Unreliability of Available Data
The unreliability of available data is another paramount cause of error in portfolio planning. The lack of a quality data metric that’s clear to understand and provides information that can be analyzed can force the PMs to make high-risk decisions that do not always pay off. This can occur, for example, when marketing and sales teams submit product win and loss reports to the product managers without providing a detailed analysis of the why a particular product didn’t sell and how they think the sell could have gone better. This can force PMs to rely on their judgment rather than solid metrics and factual feedback.
A Lack of Roadmap for Critical Themes
It’s critical to create a roadmap, however short it may be, for market-focused products. Lots of organizations do not have the rigor to create and maintain one. Without the roadmap, the stakeholders are in no position to prioritize and decide on parallel versus sequential streams of work to address multiple market demands and business goals.
While the new world of social media presents innumerable opportunities for the portfolio managers to exploit new channels and drive and measure sales, service and marketing yet not having a roadmap for determining the direction(s) to go for based on organizational drivers can leave the PMs with multiple costly campaigns and not enough return on the dollar spend. A lack of a roadmap also leads engineering divisions to undermine capacity planning, which results in a sloppy and risk-laden execution followed by potential launch delays.
Consider Google, which infamously closed a few of its new products like Google Health, Google Gears, Google Buzz, and others. Many individuals and companies who were using these products were taken by surprise as the overarching Google App roadmap was never created or shared. This forced many enterprise businesses to take a close look at Google’s overall roadmap with new products as Google can decide to kill any of its products based on its own adoption numbers. These businesses are questioning Google’s reliability as an enterprise platform partner, primarily for socially relevant sectors like education.
Mismatched Resourcing Results in Late Products
Most large enterprises are divided into silos, thereby resulting in the separation of duties and responsibilities. The product management divisions have either no or limited power and influence to determine the staffing and resourcing plans for the engineering units. This can result in poor planning of infrastructure, technology and skill-set needed by the engineering units for maintaining and extending the current portfolio.
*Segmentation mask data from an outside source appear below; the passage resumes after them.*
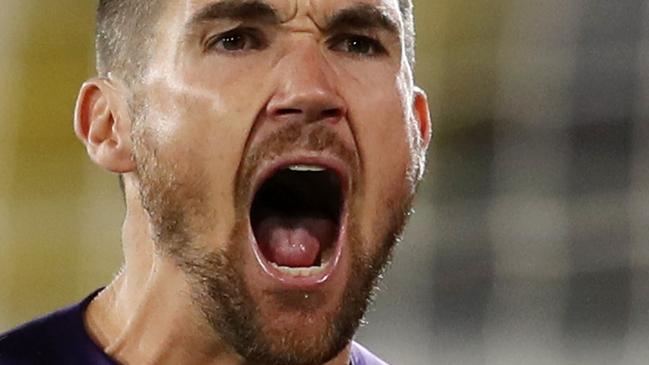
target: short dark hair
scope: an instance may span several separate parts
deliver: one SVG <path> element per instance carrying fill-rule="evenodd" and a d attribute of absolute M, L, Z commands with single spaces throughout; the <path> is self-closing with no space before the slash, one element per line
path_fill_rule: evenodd
<path fill-rule="evenodd" d="M 127 83 L 145 70 L 162 0 L 99 0 L 97 6 L 97 72 L 116 73 Z"/>
<path fill-rule="evenodd" d="M 415 17 L 412 11 L 412 0 L 399 0 L 399 10 L 403 19 L 403 37 L 406 57 L 410 68 L 415 70 Z"/>

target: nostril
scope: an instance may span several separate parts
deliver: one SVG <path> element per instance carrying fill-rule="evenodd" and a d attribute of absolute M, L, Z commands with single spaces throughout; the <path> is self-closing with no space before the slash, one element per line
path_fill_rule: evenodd
<path fill-rule="evenodd" d="M 306 122 L 316 122 L 325 119 L 340 119 L 343 116 L 343 111 L 340 108 L 329 108 L 322 109 L 320 111 L 312 110 L 311 113 L 308 113 L 308 111 L 305 112 L 304 110 L 299 108 L 281 108 L 277 109 L 274 114 L 275 117 L 280 118 L 299 116 L 303 114 L 304 120 Z"/>
<path fill-rule="evenodd" d="M 291 109 L 291 108 L 282 108 L 277 111 L 278 116 L 300 114 L 300 113 L 302 113 L 300 109 Z"/>

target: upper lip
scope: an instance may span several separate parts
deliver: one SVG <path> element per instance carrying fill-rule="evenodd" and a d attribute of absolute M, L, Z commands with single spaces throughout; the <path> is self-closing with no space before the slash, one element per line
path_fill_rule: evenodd
<path fill-rule="evenodd" d="M 261 186 L 270 177 L 292 165 L 319 166 L 334 172 L 340 181 L 343 201 L 346 201 L 350 184 L 350 167 L 345 161 L 326 151 L 293 152 L 278 156 L 264 163 L 254 174 L 252 196 L 249 197 L 249 201 L 252 202 Z"/>

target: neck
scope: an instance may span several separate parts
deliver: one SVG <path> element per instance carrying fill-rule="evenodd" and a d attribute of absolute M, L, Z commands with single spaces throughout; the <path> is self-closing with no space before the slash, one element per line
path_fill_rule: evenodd
<path fill-rule="evenodd" d="M 143 209 L 129 209 L 124 267 L 85 314 L 95 342 L 122 364 L 262 365 L 218 340 L 192 302 L 182 270 L 155 252 L 148 227 Z M 348 363 L 349 347 L 324 365 Z"/>

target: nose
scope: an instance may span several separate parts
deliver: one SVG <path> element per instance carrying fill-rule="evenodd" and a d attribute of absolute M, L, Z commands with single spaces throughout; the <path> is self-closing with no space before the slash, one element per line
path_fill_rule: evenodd
<path fill-rule="evenodd" d="M 337 123 L 347 113 L 334 70 L 315 46 L 291 51 L 278 64 L 278 86 L 266 112 L 280 122 Z"/>

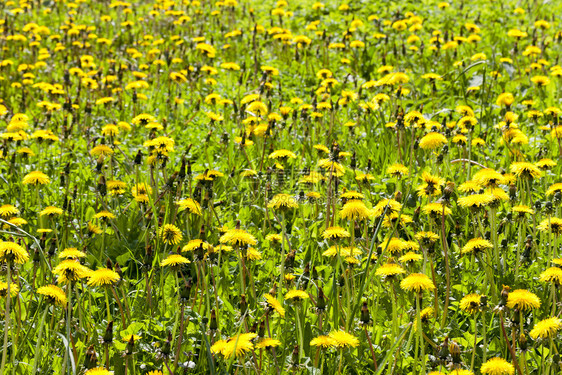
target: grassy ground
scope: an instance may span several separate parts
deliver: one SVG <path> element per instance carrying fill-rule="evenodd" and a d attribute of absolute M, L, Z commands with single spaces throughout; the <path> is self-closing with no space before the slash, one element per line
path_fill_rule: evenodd
<path fill-rule="evenodd" d="M 558 373 L 561 8 L 2 0 L 0 375 Z"/>

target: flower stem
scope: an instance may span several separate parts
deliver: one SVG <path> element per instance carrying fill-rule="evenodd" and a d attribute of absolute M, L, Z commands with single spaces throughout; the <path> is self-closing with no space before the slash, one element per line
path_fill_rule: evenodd
<path fill-rule="evenodd" d="M 6 356 L 8 354 L 8 332 L 10 332 L 10 284 L 11 284 L 11 265 L 8 263 L 7 275 L 6 275 L 6 311 L 5 314 L 5 325 L 4 325 L 4 345 L 2 346 L 2 367 L 0 367 L 0 375 L 4 375 L 4 367 L 6 366 Z"/>
<path fill-rule="evenodd" d="M 31 371 L 32 374 L 37 373 L 37 366 L 39 366 L 39 361 L 41 358 L 41 339 L 43 338 L 43 326 L 45 325 L 45 318 L 47 317 L 47 313 L 49 312 L 49 308 L 47 307 L 45 311 L 43 311 L 43 316 L 41 317 L 41 323 L 39 325 L 39 334 L 37 337 L 37 343 L 35 344 L 35 358 L 33 359 L 33 370 Z"/>

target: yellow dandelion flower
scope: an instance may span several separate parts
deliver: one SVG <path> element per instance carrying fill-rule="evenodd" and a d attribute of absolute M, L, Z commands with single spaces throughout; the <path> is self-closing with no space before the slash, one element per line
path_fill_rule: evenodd
<path fill-rule="evenodd" d="M 117 272 L 109 268 L 99 268 L 91 271 L 88 276 L 88 285 L 90 286 L 114 285 L 121 279 Z"/>
<path fill-rule="evenodd" d="M 336 348 L 355 348 L 359 345 L 357 337 L 343 330 L 332 331 L 328 337 L 333 340 L 333 346 Z"/>
<path fill-rule="evenodd" d="M 544 319 L 535 324 L 529 336 L 534 340 L 537 338 L 547 339 L 556 336 L 558 331 L 562 328 L 562 320 L 553 316 L 552 318 Z"/>
<path fill-rule="evenodd" d="M 250 233 L 243 229 L 230 229 L 219 239 L 221 244 L 232 246 L 256 245 L 258 241 Z"/>
<path fill-rule="evenodd" d="M 40 171 L 29 172 L 23 177 L 24 185 L 45 185 L 51 182 L 49 176 Z"/>
<path fill-rule="evenodd" d="M 174 224 L 165 224 L 159 232 L 162 241 L 168 245 L 177 245 L 183 238 L 181 230 Z"/>
<path fill-rule="evenodd" d="M 45 285 L 37 289 L 37 293 L 45 296 L 52 304 L 66 306 L 66 294 L 56 285 Z"/>
<path fill-rule="evenodd" d="M 491 358 L 480 367 L 480 372 L 485 375 L 513 375 L 515 368 L 503 358 Z"/>
<path fill-rule="evenodd" d="M 421 293 L 424 290 L 433 290 L 435 285 L 427 275 L 423 273 L 412 273 L 400 282 L 400 287 L 407 291 Z"/>
<path fill-rule="evenodd" d="M 539 297 L 526 289 L 517 289 L 510 292 L 507 297 L 507 307 L 517 310 L 538 309 L 541 305 Z"/>
<path fill-rule="evenodd" d="M 0 241 L 0 261 L 8 264 L 23 264 L 29 260 L 27 250 L 15 242 Z"/>

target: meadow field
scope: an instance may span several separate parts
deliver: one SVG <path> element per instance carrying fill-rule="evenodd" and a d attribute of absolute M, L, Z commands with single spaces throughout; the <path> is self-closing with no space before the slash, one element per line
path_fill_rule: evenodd
<path fill-rule="evenodd" d="M 0 375 L 561 373 L 561 15 L 0 0 Z"/>

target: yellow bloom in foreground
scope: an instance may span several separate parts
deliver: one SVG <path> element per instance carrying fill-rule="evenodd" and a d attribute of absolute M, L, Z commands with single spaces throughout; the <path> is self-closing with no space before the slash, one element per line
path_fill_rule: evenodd
<path fill-rule="evenodd" d="M 201 205 L 191 198 L 179 200 L 176 204 L 178 205 L 178 212 L 187 210 L 192 214 L 201 216 Z"/>
<path fill-rule="evenodd" d="M 434 215 L 434 216 L 437 215 L 441 216 L 443 214 L 447 216 L 453 213 L 453 211 L 451 211 L 449 207 L 437 202 L 426 204 L 425 206 L 422 207 L 422 211 L 424 214 Z"/>
<path fill-rule="evenodd" d="M 258 349 L 269 349 L 269 348 L 276 348 L 281 345 L 281 341 L 271 338 L 264 338 L 260 342 L 256 344 L 256 348 Z"/>
<path fill-rule="evenodd" d="M 113 371 L 108 371 L 103 367 L 96 367 L 86 371 L 84 375 L 113 375 Z"/>
<path fill-rule="evenodd" d="M 486 251 L 486 249 L 491 249 L 493 247 L 494 245 L 492 245 L 492 243 L 488 240 L 485 240 L 483 238 L 473 238 L 470 241 L 468 241 L 466 245 L 463 246 L 463 248 L 461 249 L 461 254 L 467 254 L 467 253 L 477 254 Z"/>
<path fill-rule="evenodd" d="M 342 330 L 330 332 L 329 337 L 333 340 L 333 346 L 337 348 L 355 348 L 359 345 L 357 337 Z"/>
<path fill-rule="evenodd" d="M 550 195 L 554 195 L 557 192 L 562 192 L 562 182 L 557 182 L 555 184 L 552 184 L 548 190 L 546 191 L 546 195 L 550 196 Z"/>
<path fill-rule="evenodd" d="M 347 220 L 365 220 L 370 214 L 371 211 L 365 206 L 365 203 L 358 199 L 350 200 L 340 211 L 341 218 Z"/>
<path fill-rule="evenodd" d="M 464 296 L 461 299 L 460 308 L 469 314 L 480 311 L 480 294 L 471 293 Z"/>
<path fill-rule="evenodd" d="M 90 273 L 88 285 L 102 286 L 112 285 L 119 281 L 121 277 L 119 274 L 109 268 L 100 268 Z"/>
<path fill-rule="evenodd" d="M 20 210 L 16 208 L 16 206 L 11 204 L 3 204 L 0 206 L 0 217 L 7 219 L 12 216 L 19 215 Z"/>
<path fill-rule="evenodd" d="M 49 176 L 40 171 L 29 172 L 23 177 L 24 185 L 45 185 L 51 182 Z"/>
<path fill-rule="evenodd" d="M 408 167 L 400 163 L 392 164 L 386 169 L 386 173 L 391 176 L 401 178 L 402 176 L 408 175 Z"/>
<path fill-rule="evenodd" d="M 539 167 L 537 167 L 533 163 L 528 163 L 524 161 L 511 164 L 509 166 L 509 169 L 513 173 L 515 173 L 517 177 L 521 177 L 521 178 L 532 180 L 534 178 L 539 178 L 542 176 L 542 172 L 539 169 Z"/>
<path fill-rule="evenodd" d="M 74 248 L 69 247 L 68 249 L 64 249 L 59 254 L 59 259 L 78 259 L 78 258 L 85 258 L 86 253 Z"/>
<path fill-rule="evenodd" d="M 18 295 L 20 288 L 18 284 L 10 283 L 10 297 L 15 297 Z M 6 297 L 8 294 L 8 284 L 4 281 L 0 281 L 0 296 Z"/>
<path fill-rule="evenodd" d="M 480 208 L 485 207 L 494 201 L 494 196 L 489 193 L 473 194 L 468 197 L 459 198 L 459 206 L 465 208 Z"/>
<path fill-rule="evenodd" d="M 182 257 L 179 254 L 171 254 L 171 255 L 168 255 L 168 257 L 166 259 L 164 259 L 160 263 L 160 265 L 162 267 L 165 267 L 165 266 L 176 267 L 176 266 L 181 266 L 182 264 L 188 264 L 188 263 L 191 263 L 189 261 L 189 259 L 187 259 L 185 257 Z"/>
<path fill-rule="evenodd" d="M 349 232 L 342 227 L 329 227 L 322 233 L 322 238 L 326 239 L 339 239 L 348 238 L 350 236 Z"/>
<path fill-rule="evenodd" d="M 395 263 L 383 264 L 375 271 L 375 275 L 387 277 L 387 278 L 400 275 L 403 273 L 406 273 L 404 268 L 400 267 L 398 264 Z"/>
<path fill-rule="evenodd" d="M 234 354 L 236 354 L 237 357 L 244 355 L 246 352 L 249 352 L 254 348 L 252 340 L 257 336 L 258 335 L 255 333 L 241 333 L 231 337 L 222 348 L 222 355 L 226 358 L 230 358 Z"/>
<path fill-rule="evenodd" d="M 543 232 L 552 231 L 555 235 L 562 234 L 562 219 L 557 217 L 551 217 L 550 219 L 544 219 L 537 226 L 537 229 Z"/>
<path fill-rule="evenodd" d="M 269 154 L 269 158 L 274 160 L 296 159 L 297 155 L 289 150 L 276 150 Z"/>
<path fill-rule="evenodd" d="M 553 282 L 557 285 L 562 284 L 562 268 L 550 267 L 543 271 L 540 280 L 544 282 Z"/>
<path fill-rule="evenodd" d="M 45 285 L 37 289 L 37 293 L 47 297 L 50 303 L 66 306 L 66 294 L 56 285 Z"/>
<path fill-rule="evenodd" d="M 289 290 L 287 294 L 285 294 L 286 300 L 301 301 L 307 298 L 309 298 L 308 293 L 304 290 L 293 289 Z"/>
<path fill-rule="evenodd" d="M 15 242 L 0 242 L 0 261 L 6 263 L 22 264 L 29 260 L 29 254 L 23 246 Z"/>
<path fill-rule="evenodd" d="M 182 240 L 183 235 L 174 224 L 166 224 L 160 228 L 160 237 L 168 245 L 177 245 Z"/>
<path fill-rule="evenodd" d="M 513 375 L 515 368 L 503 358 L 489 359 L 480 367 L 480 372 L 486 375 Z"/>
<path fill-rule="evenodd" d="M 541 339 L 546 339 L 549 337 L 556 336 L 558 330 L 562 327 L 562 320 L 553 316 L 552 318 L 544 319 L 535 324 L 529 335 L 533 339 L 540 337 Z"/>
<path fill-rule="evenodd" d="M 336 342 L 330 336 L 318 336 L 310 341 L 310 345 L 326 349 L 335 346 Z"/>
<path fill-rule="evenodd" d="M 427 275 L 423 273 L 413 273 L 408 275 L 404 280 L 400 282 L 400 287 L 407 291 L 422 292 L 424 290 L 433 290 L 435 285 L 433 281 Z"/>
<path fill-rule="evenodd" d="M 54 217 L 54 216 L 62 215 L 62 213 L 63 213 L 63 210 L 61 208 L 54 207 L 54 206 L 48 206 L 48 207 L 45 207 L 41 212 L 39 212 L 39 216 Z"/>
<path fill-rule="evenodd" d="M 285 317 L 285 309 L 283 308 L 283 306 L 281 306 L 281 302 L 279 302 L 275 297 L 273 297 L 271 294 L 265 294 L 264 295 L 265 300 L 267 301 L 267 305 L 277 311 L 277 313 L 279 315 L 281 315 L 281 317 Z"/>
<path fill-rule="evenodd" d="M 437 373 L 437 374 L 439 374 L 439 373 Z M 459 368 L 459 369 L 451 371 L 449 373 L 449 375 L 474 375 L 474 373 L 470 370 L 465 370 L 465 369 Z"/>
<path fill-rule="evenodd" d="M 277 194 L 267 204 L 267 207 L 274 209 L 289 209 L 299 208 L 299 204 L 297 203 L 297 200 L 289 194 Z"/>
<path fill-rule="evenodd" d="M 255 245 L 258 243 L 256 238 L 243 229 L 230 229 L 219 239 L 220 243 L 229 245 Z"/>
<path fill-rule="evenodd" d="M 63 260 L 53 269 L 53 273 L 59 276 L 59 282 L 78 281 L 88 277 L 92 272 L 88 267 L 83 266 L 75 260 Z"/>
<path fill-rule="evenodd" d="M 541 306 L 541 300 L 535 293 L 531 293 L 526 289 L 517 289 L 509 293 L 507 297 L 507 307 L 517 310 L 538 309 Z"/>
<path fill-rule="evenodd" d="M 420 148 L 423 150 L 435 150 L 445 144 L 447 144 L 447 138 L 436 132 L 428 133 L 420 140 Z"/>

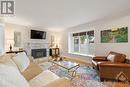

I recently got a chance to work with the digital marketing division of a large financial company that wanted to create a rich, media-driven Web 2.0-enabled website to reach out to its customers. While the product owner team from the marketing division had good intentions for the product and worked hard to prepare a roadmap, it had no power to influence the key factors needed to define, design, build, and test the product. The tools used for the product development and testing were not appropriate for the product development work, and the people identified to do the work didn’t have the right set of skills resulting in inordinate delays of the launch.
A Lack of Objective Prioritization of Product Lines
Objective, data driven prioritization is a critical element that aligns the portfolio with the organizational strategy and divisional goals. More often than all, especially in large enterprises, the prioritization depends on which stakeholder shouts the loudest rather than the alignment of the product with the organizational goals. All the above factors (insufficient data, inaccurate data, and unreliable data) contribute to this behavior and the PM is rarely able to make objective decisions on critical product issues.